Comparison of four methods for determining lysostaphin susceptibility of various strains of Staphylococcus aureus.

Lysostaphin is an endopeptidase that cleaves the pentaglycine cross-bridges of the staphylococcal cell wall rapidly lysing the bacteria. Recently, lysostaphin has been examined for its potential to treat infections and to clear Staphylococcus aureus nasal colonization, requiring a reliable method for determining the lysostaphin susceptibility of strains of S. aureus. We compared four methods for determining the lysostaphin susceptibility of 57 strains of methicillin-sensitive S. aureus, methicillin-resistant S. aureus, vancomycin intermediately susceptible S. aureus (VISA), mupirocin-resistant S. aureus, and various defined genetic mutants of S. aureus. Three reference lysostaphin-resistant S. aureus variants were also included in the assays as negative controls. The assays examined included turbidity, MIC, minimum bactericidal concentration (MBC), and disk diffusion assays. All of the strains of S. aureus tested, including a VISA strain which had previously been reported to be lysostaphin resistant, were susceptible to lysostaphin by all four methods. The three reference lysostaphin-resistant variants were resistant by all four methods. The disk diffusion assay was the simplest method to differentiate lysostaphin-susceptible S. aureus strains from lysostaphin-resistant variants, while the MBC assay could be used as a follow-up assay if required.
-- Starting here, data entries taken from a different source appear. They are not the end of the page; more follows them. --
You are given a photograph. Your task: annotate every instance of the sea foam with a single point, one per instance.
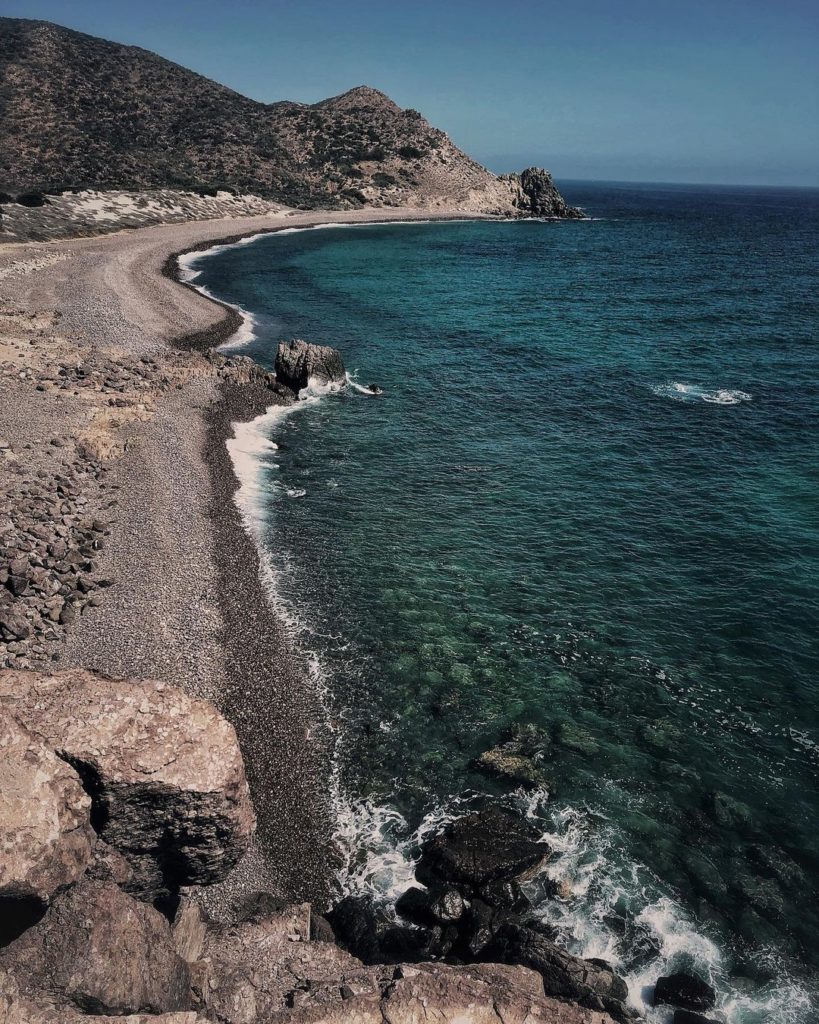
(695, 392)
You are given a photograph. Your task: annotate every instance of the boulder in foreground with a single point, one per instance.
(102, 951)
(164, 771)
(45, 827)
(298, 363)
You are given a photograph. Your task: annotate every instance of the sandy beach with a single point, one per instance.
(137, 418)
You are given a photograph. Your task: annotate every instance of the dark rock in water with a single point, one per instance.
(478, 928)
(368, 932)
(517, 760)
(447, 906)
(506, 895)
(258, 907)
(565, 977)
(415, 904)
(686, 990)
(32, 199)
(483, 847)
(297, 363)
(688, 1017)
(320, 929)
(535, 196)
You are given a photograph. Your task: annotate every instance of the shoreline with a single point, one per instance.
(200, 619)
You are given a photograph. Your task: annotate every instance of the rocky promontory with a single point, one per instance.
(123, 137)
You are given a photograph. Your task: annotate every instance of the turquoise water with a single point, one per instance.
(589, 501)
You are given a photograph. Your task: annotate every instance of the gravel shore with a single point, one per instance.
(173, 578)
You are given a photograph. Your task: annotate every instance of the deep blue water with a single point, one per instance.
(588, 501)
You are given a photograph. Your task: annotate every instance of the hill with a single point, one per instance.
(77, 112)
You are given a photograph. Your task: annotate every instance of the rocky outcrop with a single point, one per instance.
(269, 970)
(534, 195)
(164, 771)
(102, 951)
(518, 760)
(591, 983)
(45, 827)
(688, 991)
(487, 846)
(298, 363)
(169, 802)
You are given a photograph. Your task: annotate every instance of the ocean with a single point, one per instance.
(587, 502)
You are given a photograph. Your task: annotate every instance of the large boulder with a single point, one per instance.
(101, 951)
(686, 990)
(251, 971)
(481, 848)
(46, 837)
(298, 363)
(591, 983)
(164, 771)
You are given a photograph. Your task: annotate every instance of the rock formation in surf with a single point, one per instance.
(298, 363)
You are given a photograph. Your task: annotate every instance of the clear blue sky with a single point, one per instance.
(692, 90)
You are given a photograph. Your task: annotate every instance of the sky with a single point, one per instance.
(724, 91)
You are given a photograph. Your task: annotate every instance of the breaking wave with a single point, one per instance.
(693, 392)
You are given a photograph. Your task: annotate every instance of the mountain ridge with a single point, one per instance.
(78, 112)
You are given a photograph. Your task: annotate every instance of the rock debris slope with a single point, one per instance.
(145, 755)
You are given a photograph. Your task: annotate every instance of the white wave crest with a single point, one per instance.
(694, 392)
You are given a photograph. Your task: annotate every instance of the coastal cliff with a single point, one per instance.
(82, 114)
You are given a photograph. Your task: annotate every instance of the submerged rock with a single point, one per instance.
(46, 837)
(298, 363)
(164, 771)
(103, 951)
(518, 759)
(689, 1017)
(686, 990)
(486, 846)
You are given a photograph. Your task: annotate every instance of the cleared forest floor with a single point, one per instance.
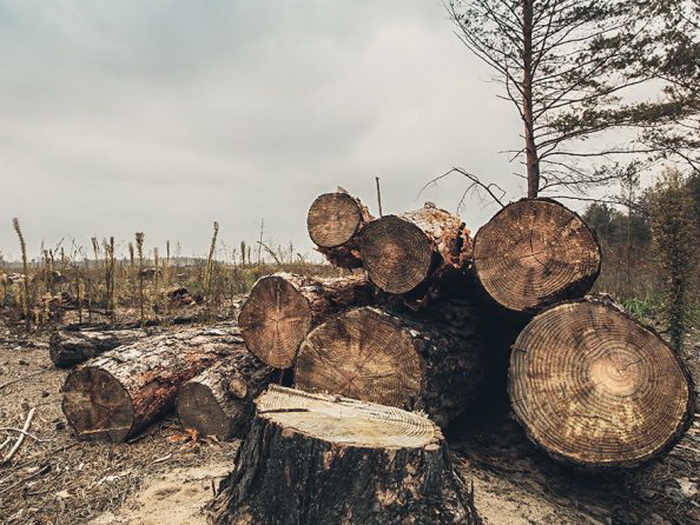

In the disk diffusion assay, all strains of S. aureus tested revealed zones of inhibition of >/=11 mm using a 50-microg lysostaphin disk, while the three reference lysostaphin-resistant S. aureus variants had no zones of inhibition. In MBC assays, concentrations of lysostaphin ranging from 0.16 microg/ml to 2.5 microg/ml were found to cause a 3 log or greater drop from the initial CFU of S. aureus within 30 min for all strains tested.[1]